Il y a en effet une histoire assez ridicule, dont les savants européens font mention sur la foi d'une autorité chinoise très douteuse. Des ascètes de l'Occident, armés de livres et de doctrines,
seraient venus dans le royaume de Tsin vers 250 avant notre ère. Mais, comme le roi de Ts'in en conquérant la Chine fit brûler les livres et enterrer les lettrés (213 av. J.-C.), ces très
mythiques bouddhistes, à supposer qu'ils soient arrivés avant que Tchang K'ien ait pratiqué le passage vers l'Ouest (140-30 av. J.-C.) ont été très certainement précipités avec leurs sermons dans
le fameux « trou » du roi de Ts'in... L'histoire T'o-po s'arrête à dire que l'illustre savant Lieou Hin, chargé vers l'année 20 avant notre ère de reconstituer la littérature détruite,
ne fait aucunement mention du bouddhisme. — C'est probablement à ces racontars sur des ascètes de l'Occident que se rapporte le « quelques-uns disent » du Souei-chou.

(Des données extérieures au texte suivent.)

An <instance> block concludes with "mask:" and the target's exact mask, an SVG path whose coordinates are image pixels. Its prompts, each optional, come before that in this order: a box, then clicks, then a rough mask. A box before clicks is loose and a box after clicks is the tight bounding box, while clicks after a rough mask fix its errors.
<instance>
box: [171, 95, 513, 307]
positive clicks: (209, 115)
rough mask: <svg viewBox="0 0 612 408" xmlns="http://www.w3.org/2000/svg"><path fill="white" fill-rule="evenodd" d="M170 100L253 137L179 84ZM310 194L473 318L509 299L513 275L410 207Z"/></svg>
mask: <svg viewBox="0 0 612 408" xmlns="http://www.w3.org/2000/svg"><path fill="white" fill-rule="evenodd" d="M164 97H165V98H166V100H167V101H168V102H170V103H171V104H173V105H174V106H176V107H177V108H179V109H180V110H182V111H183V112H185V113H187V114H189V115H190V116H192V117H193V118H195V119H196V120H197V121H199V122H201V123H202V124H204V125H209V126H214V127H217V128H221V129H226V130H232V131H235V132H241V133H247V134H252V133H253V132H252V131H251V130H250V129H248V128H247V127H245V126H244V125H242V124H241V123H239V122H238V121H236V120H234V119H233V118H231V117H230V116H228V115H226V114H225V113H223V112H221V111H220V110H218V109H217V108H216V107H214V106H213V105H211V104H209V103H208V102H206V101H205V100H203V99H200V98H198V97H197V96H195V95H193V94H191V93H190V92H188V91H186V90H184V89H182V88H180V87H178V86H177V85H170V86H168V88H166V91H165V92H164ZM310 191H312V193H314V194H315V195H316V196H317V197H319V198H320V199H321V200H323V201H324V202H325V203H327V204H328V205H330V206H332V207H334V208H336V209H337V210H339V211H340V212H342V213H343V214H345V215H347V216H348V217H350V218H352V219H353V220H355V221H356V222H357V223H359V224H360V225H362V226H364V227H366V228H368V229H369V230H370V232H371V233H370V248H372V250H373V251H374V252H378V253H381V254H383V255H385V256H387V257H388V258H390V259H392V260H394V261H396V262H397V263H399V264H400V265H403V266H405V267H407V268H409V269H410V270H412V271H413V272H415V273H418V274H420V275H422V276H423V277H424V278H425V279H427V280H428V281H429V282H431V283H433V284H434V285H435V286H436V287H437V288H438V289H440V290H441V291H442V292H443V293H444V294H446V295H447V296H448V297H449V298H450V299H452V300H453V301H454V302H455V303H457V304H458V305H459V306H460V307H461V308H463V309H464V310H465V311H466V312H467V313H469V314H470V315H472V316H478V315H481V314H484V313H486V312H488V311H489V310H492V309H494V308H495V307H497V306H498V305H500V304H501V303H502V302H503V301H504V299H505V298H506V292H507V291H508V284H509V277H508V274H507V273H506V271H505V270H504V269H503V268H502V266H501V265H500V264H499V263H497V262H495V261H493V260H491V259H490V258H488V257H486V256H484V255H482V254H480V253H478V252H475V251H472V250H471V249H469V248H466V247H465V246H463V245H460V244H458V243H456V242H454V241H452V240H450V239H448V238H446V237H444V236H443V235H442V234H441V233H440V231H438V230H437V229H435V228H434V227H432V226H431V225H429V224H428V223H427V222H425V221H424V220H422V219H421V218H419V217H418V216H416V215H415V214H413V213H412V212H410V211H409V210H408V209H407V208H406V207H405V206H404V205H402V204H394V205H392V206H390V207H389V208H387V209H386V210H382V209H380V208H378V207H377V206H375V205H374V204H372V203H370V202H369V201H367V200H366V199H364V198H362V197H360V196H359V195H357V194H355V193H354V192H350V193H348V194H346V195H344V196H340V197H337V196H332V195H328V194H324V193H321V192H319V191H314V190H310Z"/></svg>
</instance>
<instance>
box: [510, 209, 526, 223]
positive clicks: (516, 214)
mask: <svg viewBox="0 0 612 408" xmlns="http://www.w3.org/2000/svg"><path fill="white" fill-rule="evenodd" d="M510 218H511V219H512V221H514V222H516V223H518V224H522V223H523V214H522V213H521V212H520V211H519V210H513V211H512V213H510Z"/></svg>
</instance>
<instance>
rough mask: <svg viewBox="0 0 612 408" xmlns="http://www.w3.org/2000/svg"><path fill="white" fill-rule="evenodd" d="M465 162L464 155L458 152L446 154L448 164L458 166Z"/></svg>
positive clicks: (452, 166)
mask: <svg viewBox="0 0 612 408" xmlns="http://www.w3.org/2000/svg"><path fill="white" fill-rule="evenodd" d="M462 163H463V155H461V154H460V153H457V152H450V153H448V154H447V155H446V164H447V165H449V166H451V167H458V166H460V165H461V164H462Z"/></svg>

S'il faut faire des suppositions, nous dirons que les Écossais étaient à cette époque bien connus des Chinois ! Les Gaulois en effet avaient des prisonniers bretons, que les Romains ont pu leur
prendre pour les vendre à Alexandre. Des mains d'Alexandre ne sont-ils pas passés dans celles de Darius, dans celles de Bessus ? Celui-ci les aurait vendus aux Scythes et ces derniers aux
Chinois, etc., etc. La différence capitale entre les civilisés et les sauvages, c'est que les civilisés seuls gardent le souvenir écrit des événements qui peuvent arriver chez les uns comme chez
les autres : et la différence entre les faits authentiques et les hypothèses fantaisistes, c'est que seuls les faits sont établis par des preuves.
Maintenant que nous avons écarté tout ce fatras, revenons au songe de l'empereur. Le gouvernement, entendant parler du bouddhisme pour la première fois en 62, organisa sur-le-champ une mission
pour l'Inde. Nous n'avons malheureusement aucun détail sur la route qui fut choisie : probablement celle qui s'appelait la route du Sud, c'est-à-dire via Lob-Nor, Khotan et Yarkand.
Dans l'intervalle qui sépare la chute des premiers Han et le plein épanouissement des seconds Han (1-40), les petits États de Boucharie à l'exception du So-kieou (Yar-kand) étaient tombés aux
mains des Hiong-nou, jusqu'au moment où le Khotan réussit à conquérir le Yarkand et à créer un empire considérable, mais éphémère, du Pamir au Kokonor. Jusqu'aux conquêtes de Pan Tch'ao (75-95),
qui d'ailleurs ne dépassa jamais les frontières actuelles de la Chine moderne, les envoyés de l'empereur devaient chercher à obtenir l'amicale protection du Khotan et du Yarkand. Quoi qu'il en
soit, la mission, composée de trois officiers, revint après deux ou trois ans : elle rapportait une énorme image du Bouddha debout et quarante-deux chapitres de sūtras : elle était accompagnée de
deux Indiens, Kāçyapa Mātańga et Tchou Fa-lan (version chinoise l'un nom difficile à déterminer). Leur bagage le plus précieux était porté par un cheval blanc qui attira l'attention : aussi le
monastère que l'empereur fit improviser pour leur usage fut appelé le monastère du Cheval Blanc. Il était situé à Lo-yang, capitale des Han postérieurs, le Ho-nan Fou moderne. Les deux Indiens
s'appliquèrent à l'étude du chinois et aux traductions ; et l'histoire T'o-po nous dit :
« ce sont les premiers çramaṇas qui soient venus en Chine ; ce fut la première fois qu'on se mit à genoux pour adorer. »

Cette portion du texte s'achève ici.